The miss rate curve shows that Ethereum’s current infrastructure comfortably handles the 10/15 parameters of the pre-Fusaka baseline and the first override, but starts to exceed 16 blobs.
This creates a risk profile. With layer 2 activity spiking and regularly pushing blocks up to 21 blobs, the network can face high miss rates that compromise finality and reconfiguration resistance.
Demand patterns provide another signal. The decrease in median blob usage after the first override despite the capacity increase indicates that Tier 2 rollup is not limited by current blob availability.
Either your transaction volume has not increased enough to require more blobs per block, or you are optimizing compression and batching to match your existing capacity instead of increasing usage.
Blobscan, a dedicated Blob explorer, shows individual rollups publishing blob counts that are relatively consistent over time, rather than increasing to take advantage of new headroom.
The concern before Fusaka was that limited blob capacity would create a bottleneck for Layer 2 scaling and that rollup costs would continue to rise as networks competed for scarce data availability. Fusaka has addressed capacity constraints, but appears to have developed a bottleneck.
The rollup is not filling the available space. This means that demand has not yet arrived, or that other factors such as sequencer economics, user activity, cross-rollup fragmentation, etc. are limiting growth more than blob availability.
What comes next?
Ethereum’s roadmap includes PeerDAS, a more fundamental redesign of data availability sampling that further expands blob capacity while improving decentralization and security properties.
However, the Fusaka results suggest that raw capacity is not the current binding constraint.
The network has room to grow to the 14/21 parameter before another expansion is needed, and the high blob count stability curve indicates that infrastructure upgrades may need to catch up before capacity can increase again.
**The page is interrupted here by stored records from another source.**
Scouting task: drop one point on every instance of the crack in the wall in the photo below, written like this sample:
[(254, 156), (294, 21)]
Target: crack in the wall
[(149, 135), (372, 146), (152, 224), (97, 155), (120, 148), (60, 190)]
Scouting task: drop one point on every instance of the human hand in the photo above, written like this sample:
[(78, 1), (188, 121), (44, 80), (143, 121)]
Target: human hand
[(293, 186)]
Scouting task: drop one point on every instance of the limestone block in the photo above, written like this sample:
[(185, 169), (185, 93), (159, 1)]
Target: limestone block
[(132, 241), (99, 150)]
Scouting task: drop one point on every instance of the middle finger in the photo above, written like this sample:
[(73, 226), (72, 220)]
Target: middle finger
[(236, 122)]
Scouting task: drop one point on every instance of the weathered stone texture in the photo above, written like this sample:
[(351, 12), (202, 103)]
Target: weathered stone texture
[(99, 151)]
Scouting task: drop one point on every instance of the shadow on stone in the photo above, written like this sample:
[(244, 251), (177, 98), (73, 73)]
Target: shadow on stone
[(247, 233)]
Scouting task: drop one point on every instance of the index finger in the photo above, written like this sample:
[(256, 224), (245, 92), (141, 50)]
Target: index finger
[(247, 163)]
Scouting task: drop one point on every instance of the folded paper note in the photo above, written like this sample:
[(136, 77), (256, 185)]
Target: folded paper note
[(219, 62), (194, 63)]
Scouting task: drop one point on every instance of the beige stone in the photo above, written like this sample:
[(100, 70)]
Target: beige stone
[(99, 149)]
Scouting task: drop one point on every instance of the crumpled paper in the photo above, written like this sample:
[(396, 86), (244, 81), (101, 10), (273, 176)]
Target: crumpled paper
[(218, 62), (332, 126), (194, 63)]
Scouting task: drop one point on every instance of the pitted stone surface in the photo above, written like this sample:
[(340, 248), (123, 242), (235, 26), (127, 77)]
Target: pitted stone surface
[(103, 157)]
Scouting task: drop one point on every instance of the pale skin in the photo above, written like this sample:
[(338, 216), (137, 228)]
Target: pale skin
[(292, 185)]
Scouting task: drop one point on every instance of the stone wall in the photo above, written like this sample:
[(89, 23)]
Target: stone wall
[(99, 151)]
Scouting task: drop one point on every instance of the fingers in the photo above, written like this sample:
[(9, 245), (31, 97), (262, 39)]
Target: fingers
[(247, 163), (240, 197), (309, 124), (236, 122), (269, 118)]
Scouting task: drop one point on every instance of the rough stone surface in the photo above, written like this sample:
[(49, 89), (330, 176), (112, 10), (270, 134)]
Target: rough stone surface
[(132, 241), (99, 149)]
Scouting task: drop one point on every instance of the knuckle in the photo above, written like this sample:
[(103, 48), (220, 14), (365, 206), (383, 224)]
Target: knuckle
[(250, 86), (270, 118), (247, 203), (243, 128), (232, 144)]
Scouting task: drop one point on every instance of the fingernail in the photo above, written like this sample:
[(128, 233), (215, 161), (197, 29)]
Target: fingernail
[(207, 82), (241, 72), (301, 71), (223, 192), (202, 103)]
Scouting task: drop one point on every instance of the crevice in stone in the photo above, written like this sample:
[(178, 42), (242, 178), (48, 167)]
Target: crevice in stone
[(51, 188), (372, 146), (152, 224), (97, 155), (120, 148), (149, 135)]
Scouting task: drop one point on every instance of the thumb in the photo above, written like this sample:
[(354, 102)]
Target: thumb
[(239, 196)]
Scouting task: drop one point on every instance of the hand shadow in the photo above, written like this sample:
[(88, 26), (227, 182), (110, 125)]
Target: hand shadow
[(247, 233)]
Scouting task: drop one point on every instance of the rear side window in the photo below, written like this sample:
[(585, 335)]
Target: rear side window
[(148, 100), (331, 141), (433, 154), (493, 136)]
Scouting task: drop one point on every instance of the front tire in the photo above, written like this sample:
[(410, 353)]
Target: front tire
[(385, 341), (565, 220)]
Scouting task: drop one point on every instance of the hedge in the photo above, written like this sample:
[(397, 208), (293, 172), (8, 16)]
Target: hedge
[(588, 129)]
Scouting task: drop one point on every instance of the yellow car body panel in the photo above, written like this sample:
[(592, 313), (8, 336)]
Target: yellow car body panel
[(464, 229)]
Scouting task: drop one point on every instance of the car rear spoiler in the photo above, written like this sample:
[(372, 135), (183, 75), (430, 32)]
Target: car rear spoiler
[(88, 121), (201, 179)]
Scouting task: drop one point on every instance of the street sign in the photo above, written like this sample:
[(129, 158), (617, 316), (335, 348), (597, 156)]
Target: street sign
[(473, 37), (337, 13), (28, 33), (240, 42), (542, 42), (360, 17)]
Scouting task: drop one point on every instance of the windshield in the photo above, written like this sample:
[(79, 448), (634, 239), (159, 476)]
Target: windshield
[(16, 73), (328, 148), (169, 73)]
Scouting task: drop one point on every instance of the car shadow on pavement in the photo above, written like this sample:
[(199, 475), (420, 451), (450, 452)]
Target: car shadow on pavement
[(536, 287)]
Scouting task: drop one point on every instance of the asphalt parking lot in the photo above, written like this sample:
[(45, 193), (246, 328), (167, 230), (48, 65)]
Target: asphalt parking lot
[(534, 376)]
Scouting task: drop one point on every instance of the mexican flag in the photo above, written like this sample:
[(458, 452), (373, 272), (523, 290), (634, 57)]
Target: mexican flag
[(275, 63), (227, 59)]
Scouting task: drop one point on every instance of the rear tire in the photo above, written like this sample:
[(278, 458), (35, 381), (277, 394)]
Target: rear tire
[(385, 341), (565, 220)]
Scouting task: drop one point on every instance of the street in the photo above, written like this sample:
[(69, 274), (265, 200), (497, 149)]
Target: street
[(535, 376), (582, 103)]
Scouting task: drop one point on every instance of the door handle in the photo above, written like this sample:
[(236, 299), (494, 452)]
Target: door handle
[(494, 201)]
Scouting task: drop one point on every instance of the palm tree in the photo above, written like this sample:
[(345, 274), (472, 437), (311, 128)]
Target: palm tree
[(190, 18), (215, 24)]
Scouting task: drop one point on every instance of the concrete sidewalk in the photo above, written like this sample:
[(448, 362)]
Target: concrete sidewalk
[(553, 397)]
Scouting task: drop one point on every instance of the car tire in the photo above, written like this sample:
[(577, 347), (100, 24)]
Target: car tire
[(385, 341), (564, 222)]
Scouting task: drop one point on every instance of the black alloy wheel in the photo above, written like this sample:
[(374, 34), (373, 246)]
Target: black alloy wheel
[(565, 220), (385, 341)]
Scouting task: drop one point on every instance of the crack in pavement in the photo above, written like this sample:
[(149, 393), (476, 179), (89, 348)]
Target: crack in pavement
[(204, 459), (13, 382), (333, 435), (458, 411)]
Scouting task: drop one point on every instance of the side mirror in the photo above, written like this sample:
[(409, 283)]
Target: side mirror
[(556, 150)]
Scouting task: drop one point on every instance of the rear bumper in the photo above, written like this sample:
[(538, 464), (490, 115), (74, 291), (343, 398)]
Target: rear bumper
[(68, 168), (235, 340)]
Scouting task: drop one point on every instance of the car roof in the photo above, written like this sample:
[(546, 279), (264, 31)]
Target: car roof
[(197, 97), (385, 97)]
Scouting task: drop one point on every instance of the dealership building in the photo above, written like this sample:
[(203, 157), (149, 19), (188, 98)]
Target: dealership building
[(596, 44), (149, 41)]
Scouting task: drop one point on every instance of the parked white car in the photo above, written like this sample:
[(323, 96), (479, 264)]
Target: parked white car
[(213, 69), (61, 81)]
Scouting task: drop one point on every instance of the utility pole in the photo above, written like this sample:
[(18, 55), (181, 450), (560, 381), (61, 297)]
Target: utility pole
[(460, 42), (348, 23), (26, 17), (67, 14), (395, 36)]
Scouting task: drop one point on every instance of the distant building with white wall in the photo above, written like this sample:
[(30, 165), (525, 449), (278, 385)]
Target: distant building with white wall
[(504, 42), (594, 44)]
Miss rate data provides clear boundary conditions. Blocks over 16 blobs still have a high miss rate, and if Ethereum increases capacity, there is a risk of systemic instability that could surface during periods of high demand.
A safer approach is to increase utilization toward the current goal, monitor whether failure rates improve as clients optimize for higher blob loads, and adjust parameters only after demonstrating that the network can reliably handle edge cases.
Fusaka’s effectiveness depends on its metrics. We successfully scaled capacity and stabilized blob pricing through our reserve tier. It did not result in an immediate increase in utilization or solve stability issues at full capacity.
The upgrades provide room for future growth, but whether that growth will be realized remains an open question that the data has yet to answer.